Texto del reciente libro Luces
A Pititi
Un día la soledad se disfraza, se viste de moda y decide conquistarlo todo; asume su nombre y sale en busca de una víctima. Arturo camina sin dirección, las calles son estrechas y su cuerpo duro y joven; pero la soledad es más lenta y corpórea que la sarna.
El muchacho llegó al pueblito después de cumplir un año de servicio social como graduado reciente. Le asignaron la dirección de una galería de arte y comenzó a trabajar con deseos de hacer revolución. Reunió a todos los artistas plásticos y a los interesados en la cultura, y les pidió colaboración. Los rostros de los “ya establecidos” seguían sin entusiasmo sus propuestas, muchos de ellos habían llegado al pueblo con el mismo deseo, y ahora se limitaban a cumplir con las ordenanzas y los contenidos de trabajo, ahogándose en la desidia.
Al paso de los días comenzaron los problemas para Arturo. No consiguió los materiales necesarios, le cancelaron exposiciones por “órdenes de arriba”, y la falta de asignación de dinero provocó la cesantía de varios trabajadores.
En una reunión planteó sus inquietudes y recibió a cambio la indiferencia de sus homólogos que terminaron acusándolo de arribista. Arturo comprendió lo absurdo de una lucha en la que tenía todas las de perder.
Ahí está la verdadera muerte, alguien que ríe ante lo que florece y quiere crecer pero lo achican; es preferible romper de un puñetazo todos los espejos para no ver el rostro de la realidad. Así piensa mientras se encamina a un bar, para rellenar la botella de ron que ya ha vaciado. Bebe hasta muy entrada la noche sin reparar en lo que ocurre a su alrededor. Va al baño y vomita, un olor ácido le hace sacudir la cabeza con asco, limpia su rostro con agua y regresa más fresco a seguir bebiendo. Lo más importante es controlar el estómago para no expulsar de nuevo el mareo que a tan alto precio he conseguido.
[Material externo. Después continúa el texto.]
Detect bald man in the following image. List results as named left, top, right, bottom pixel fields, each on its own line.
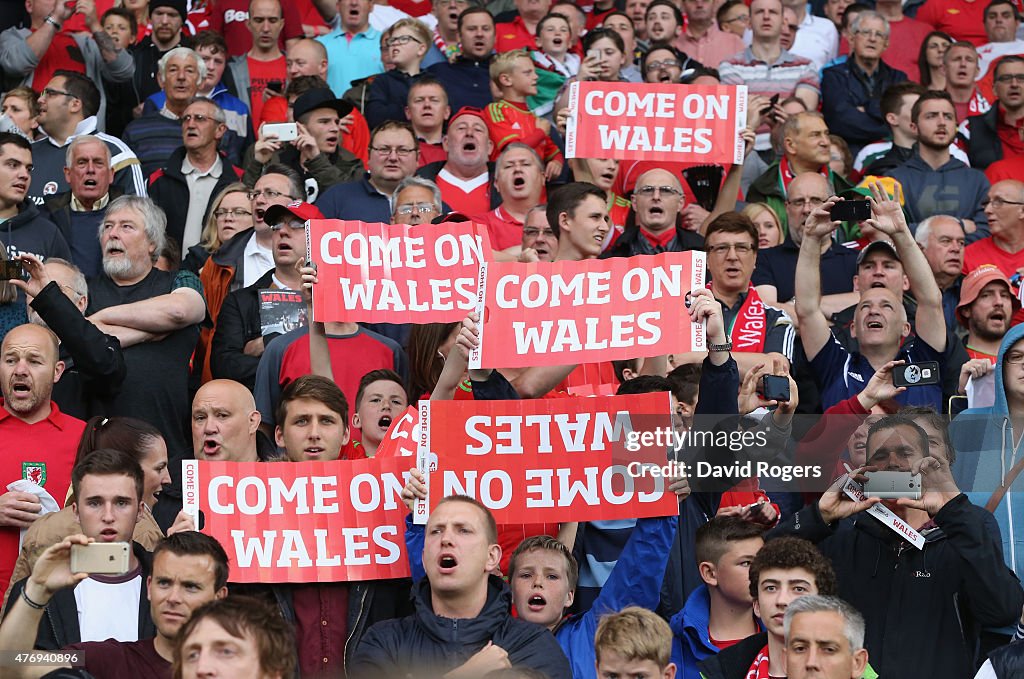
left=603, top=169, right=703, bottom=257
left=0, top=324, right=85, bottom=594
left=191, top=380, right=268, bottom=462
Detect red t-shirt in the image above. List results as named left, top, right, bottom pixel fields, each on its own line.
left=247, top=54, right=288, bottom=129
left=434, top=168, right=491, bottom=215
left=0, top=399, right=85, bottom=597
left=210, top=0, right=303, bottom=56
left=32, top=32, right=85, bottom=92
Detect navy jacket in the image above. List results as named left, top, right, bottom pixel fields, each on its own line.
left=821, top=58, right=906, bottom=155
left=348, top=576, right=572, bottom=679
left=427, top=56, right=495, bottom=113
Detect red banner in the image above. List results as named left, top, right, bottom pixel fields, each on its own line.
left=469, top=251, right=706, bottom=368
left=306, top=219, right=490, bottom=324
left=565, top=81, right=746, bottom=165
left=181, top=458, right=412, bottom=583
left=413, top=393, right=679, bottom=523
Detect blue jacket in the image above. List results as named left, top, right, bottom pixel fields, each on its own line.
left=888, top=150, right=989, bottom=244
left=821, top=59, right=906, bottom=155
left=427, top=56, right=495, bottom=113
left=949, top=325, right=1024, bottom=577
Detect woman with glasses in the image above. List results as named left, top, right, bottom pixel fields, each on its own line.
left=181, top=182, right=254, bottom=273
left=365, top=18, right=432, bottom=129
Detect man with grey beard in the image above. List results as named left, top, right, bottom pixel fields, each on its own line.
left=86, top=196, right=207, bottom=529
left=11, top=255, right=127, bottom=420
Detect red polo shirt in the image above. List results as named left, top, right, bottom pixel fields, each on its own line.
left=0, top=399, right=85, bottom=597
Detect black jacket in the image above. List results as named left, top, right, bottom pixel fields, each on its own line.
left=148, top=146, right=242, bottom=247
left=769, top=495, right=1024, bottom=679
left=697, top=632, right=768, bottom=679
left=348, top=576, right=572, bottom=679
left=210, top=269, right=278, bottom=391
left=4, top=542, right=157, bottom=650
left=967, top=103, right=1002, bottom=170
left=601, top=222, right=703, bottom=259
left=32, top=281, right=128, bottom=420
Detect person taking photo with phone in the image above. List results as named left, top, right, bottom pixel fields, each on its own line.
left=796, top=182, right=946, bottom=412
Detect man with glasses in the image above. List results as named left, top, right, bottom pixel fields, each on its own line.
left=964, top=179, right=1024, bottom=288
left=821, top=10, right=906, bottom=156
left=963, top=54, right=1024, bottom=170
left=150, top=97, right=242, bottom=259
left=391, top=177, right=444, bottom=226
left=601, top=169, right=703, bottom=258
left=675, top=212, right=796, bottom=377
left=210, top=201, right=315, bottom=391
left=29, top=71, right=145, bottom=205
left=316, top=121, right=420, bottom=222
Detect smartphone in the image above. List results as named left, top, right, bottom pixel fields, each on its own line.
left=758, top=375, right=790, bottom=402
left=263, top=123, right=299, bottom=141
left=864, top=471, right=921, bottom=500
left=893, top=360, right=939, bottom=387
left=71, top=542, right=131, bottom=576
left=829, top=201, right=871, bottom=221
left=0, top=259, right=25, bottom=281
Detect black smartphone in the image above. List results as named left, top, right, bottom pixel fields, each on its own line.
left=828, top=201, right=871, bottom=221
left=758, top=375, right=790, bottom=404
left=893, top=360, right=939, bottom=387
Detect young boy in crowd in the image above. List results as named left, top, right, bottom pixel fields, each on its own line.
left=697, top=538, right=836, bottom=679
left=486, top=49, right=565, bottom=181
left=342, top=369, right=409, bottom=460
left=594, top=606, right=676, bottom=679
left=670, top=516, right=764, bottom=679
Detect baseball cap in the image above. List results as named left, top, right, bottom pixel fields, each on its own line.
left=857, top=241, right=902, bottom=266
left=956, top=264, right=1021, bottom=328
left=263, top=201, right=325, bottom=226
left=292, top=87, right=353, bottom=120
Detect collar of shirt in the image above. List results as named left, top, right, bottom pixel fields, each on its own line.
left=71, top=193, right=111, bottom=212
left=181, top=155, right=224, bottom=179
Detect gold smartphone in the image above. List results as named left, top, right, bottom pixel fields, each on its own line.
left=71, top=542, right=131, bottom=576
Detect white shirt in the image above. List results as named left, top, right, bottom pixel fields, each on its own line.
left=75, top=571, right=142, bottom=641
left=242, top=234, right=273, bottom=288
left=181, top=155, right=224, bottom=257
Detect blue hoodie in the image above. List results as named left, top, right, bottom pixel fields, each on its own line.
left=949, top=325, right=1024, bottom=578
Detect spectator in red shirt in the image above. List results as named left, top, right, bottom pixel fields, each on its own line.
left=0, top=325, right=85, bottom=606
left=495, top=0, right=551, bottom=54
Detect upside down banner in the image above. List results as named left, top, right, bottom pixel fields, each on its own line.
left=182, top=457, right=412, bottom=583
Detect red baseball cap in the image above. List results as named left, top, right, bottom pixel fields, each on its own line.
left=956, top=264, right=1021, bottom=328
left=263, top=201, right=326, bottom=226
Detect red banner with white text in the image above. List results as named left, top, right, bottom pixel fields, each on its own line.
left=413, top=392, right=679, bottom=523
left=181, top=458, right=412, bottom=583
left=306, top=219, right=490, bottom=324
left=565, top=81, right=746, bottom=165
left=469, top=251, right=706, bottom=368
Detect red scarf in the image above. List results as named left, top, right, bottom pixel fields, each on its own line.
left=743, top=646, right=769, bottom=679
left=729, top=285, right=768, bottom=353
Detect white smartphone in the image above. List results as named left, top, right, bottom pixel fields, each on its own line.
left=71, top=542, right=131, bottom=576
left=263, top=123, right=299, bottom=141
left=864, top=471, right=921, bottom=500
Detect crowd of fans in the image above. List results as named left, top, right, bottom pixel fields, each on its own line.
left=0, top=0, right=1024, bottom=679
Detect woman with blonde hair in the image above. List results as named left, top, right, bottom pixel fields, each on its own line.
left=181, top=181, right=255, bottom=273
left=740, top=203, right=785, bottom=251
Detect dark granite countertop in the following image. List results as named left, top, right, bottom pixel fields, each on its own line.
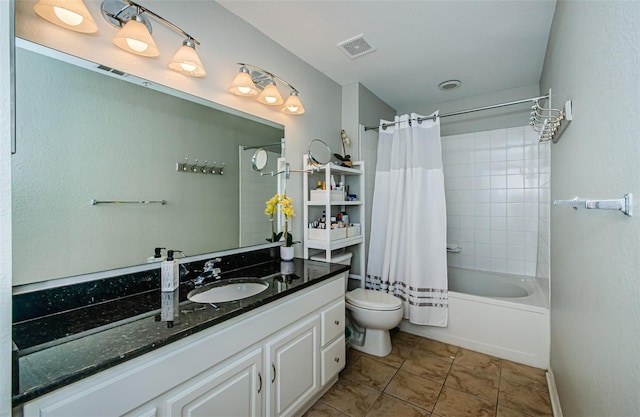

Ya cansado decide regresar a casa. Camina despacio por las mismas calles, anda lentamente tratando de coordinar los movimientos para no hacer el ridículo consigo mismo. El viento le revuelve el alcohol en la cabeza y se abandona; torpemente zigzaguea y cae. En medio de un sopor incontrolable acuden a su mente las frustraciones y se desvanece. ¡Esto no es un sueño, carajo! —piensa y tiene razón, la mayoría es borrachera.
La soledad se le encima, lo abraza, lo besa inoculándolo con su lengua oscura y silenciosa. La saliva es densa y se mezcla con el sabor del ron. La soledad deja de fingir, se desprende del disfraz y penetra poco a poco en el cuerpo de Arturo. El muchacho abre los ojos y vuelve a cerrarlos con apatía, sin voluntad ni resistencia, dejándola que se coloque dentro y se acomode para no salir.